AI For Trading: Parameters of a Distribution (16)
Probability Density Function (Clarification/Correction)
Note that for discrete variables, a probability mass function gives a probability for each value. However, for a probability density function, which describes a continuous variable, the probability is defined as the area under the curve within a range (between two points). For a single point, the area under the curve is actually zero, which is why probabilities for continuous variables are defined within a range instead of a single point.
Quize:Standard Normal Distribution
What values of μ and σ make a Normal distribution the same as the Standard Normal distribution?
A : μ=0,σ=0
Comparing Tests for Normality
There are some visual ways to check if a distribution is normally distributed or not. Recall that normal distributions are symmetric and do not have fat tails (a more formal term for “fat tails” is kurtosis”). Box-whisker plots helps us visually check if a distribution is symmetric or skewed. A histogram lets us check if a distribution is symmetric/skewed, and if it has fat tails. QQ plots help us compare any two distributions, so they can be used to compare distributions other than the normal distribution. If you plot the actual data’s distribution against a theoretical normal distribution, you can decide if the distributions are the same type if the QQ plot produces a fairly straight line.
There are three hypothesis tests that can be used to decide if a data distribution is normal. These are the Shapiro-Wilk test and D’Agostino-Pearson, and the Kolmogorov-Smirnov test. Each of these produce p-value, and if the p-value is small enough, say 0.05 or less, we can say with a 95% confidence that the data is not normally distributed. Shapiro-Wilk tends to perform better in a broader set of cases compared to the D’Agostino-Pearson test. In part, this is because the D’Agostino-Pearson test is used to look for skewness and kurtosis that do not match a normal distribution, so there are some odd non-normal distributions for which it doesn’t detect non-normality, where the Sharpiro-Wilk would give the correct answer.
The Kolmogorov Smirnov test can be used to compare distributions other than the normal distribution, so it’s similar to the QQ plot in its generality. To do a normality test, we would first rescale the data distribution (subtract the mean and divide by its standard deviation), then compare the rescaled data distribution with the standard normal distribution (which has a mean of zero and standard deviation of 1).
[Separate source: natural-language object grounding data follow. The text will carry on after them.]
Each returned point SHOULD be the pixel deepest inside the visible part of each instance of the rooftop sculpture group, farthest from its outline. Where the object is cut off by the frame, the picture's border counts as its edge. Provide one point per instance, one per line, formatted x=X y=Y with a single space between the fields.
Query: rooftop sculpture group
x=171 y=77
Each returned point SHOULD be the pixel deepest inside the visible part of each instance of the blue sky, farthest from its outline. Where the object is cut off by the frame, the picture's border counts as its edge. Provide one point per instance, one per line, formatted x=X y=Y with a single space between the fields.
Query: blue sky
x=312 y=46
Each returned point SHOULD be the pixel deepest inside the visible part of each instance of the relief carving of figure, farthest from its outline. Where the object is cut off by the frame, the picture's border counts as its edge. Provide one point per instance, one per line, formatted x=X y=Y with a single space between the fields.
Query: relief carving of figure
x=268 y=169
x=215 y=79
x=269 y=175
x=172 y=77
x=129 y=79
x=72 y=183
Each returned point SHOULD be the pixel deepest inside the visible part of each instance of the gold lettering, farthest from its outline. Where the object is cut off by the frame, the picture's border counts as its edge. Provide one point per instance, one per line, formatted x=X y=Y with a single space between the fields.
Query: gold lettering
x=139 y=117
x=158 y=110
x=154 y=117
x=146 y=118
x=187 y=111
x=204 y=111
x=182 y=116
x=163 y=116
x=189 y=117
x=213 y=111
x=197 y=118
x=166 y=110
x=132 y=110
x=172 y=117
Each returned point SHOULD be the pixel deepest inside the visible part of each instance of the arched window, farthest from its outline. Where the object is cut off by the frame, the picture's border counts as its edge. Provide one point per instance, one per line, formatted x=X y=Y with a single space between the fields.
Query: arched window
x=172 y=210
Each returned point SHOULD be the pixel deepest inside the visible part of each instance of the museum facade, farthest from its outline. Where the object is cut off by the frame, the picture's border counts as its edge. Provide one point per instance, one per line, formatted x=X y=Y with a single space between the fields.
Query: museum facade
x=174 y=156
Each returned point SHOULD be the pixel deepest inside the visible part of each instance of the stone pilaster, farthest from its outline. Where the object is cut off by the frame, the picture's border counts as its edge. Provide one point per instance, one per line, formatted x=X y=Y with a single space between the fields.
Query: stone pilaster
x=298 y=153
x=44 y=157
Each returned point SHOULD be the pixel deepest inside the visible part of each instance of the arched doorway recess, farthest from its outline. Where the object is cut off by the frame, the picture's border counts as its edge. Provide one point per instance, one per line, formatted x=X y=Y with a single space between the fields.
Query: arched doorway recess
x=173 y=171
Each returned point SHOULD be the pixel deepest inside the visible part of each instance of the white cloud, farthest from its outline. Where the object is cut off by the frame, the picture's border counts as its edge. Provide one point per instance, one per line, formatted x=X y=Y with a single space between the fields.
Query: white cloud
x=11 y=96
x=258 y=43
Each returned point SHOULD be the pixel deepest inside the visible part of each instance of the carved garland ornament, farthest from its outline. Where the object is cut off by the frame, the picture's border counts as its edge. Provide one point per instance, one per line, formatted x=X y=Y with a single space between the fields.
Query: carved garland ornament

In general, the Shapiro-WIlk test tends to be a better test than the Kolmogorov Smirnov test, but not in all cases.
So in summary, if you want to be thorough, you can use all three tests (there are even more tests that we haven’t discussed here). If you only want to use one test, use the Shapiro-Wilk test. For a sanity check, visualize your data distribution with a histogram, box-whisker plot, and/or a QQ plot.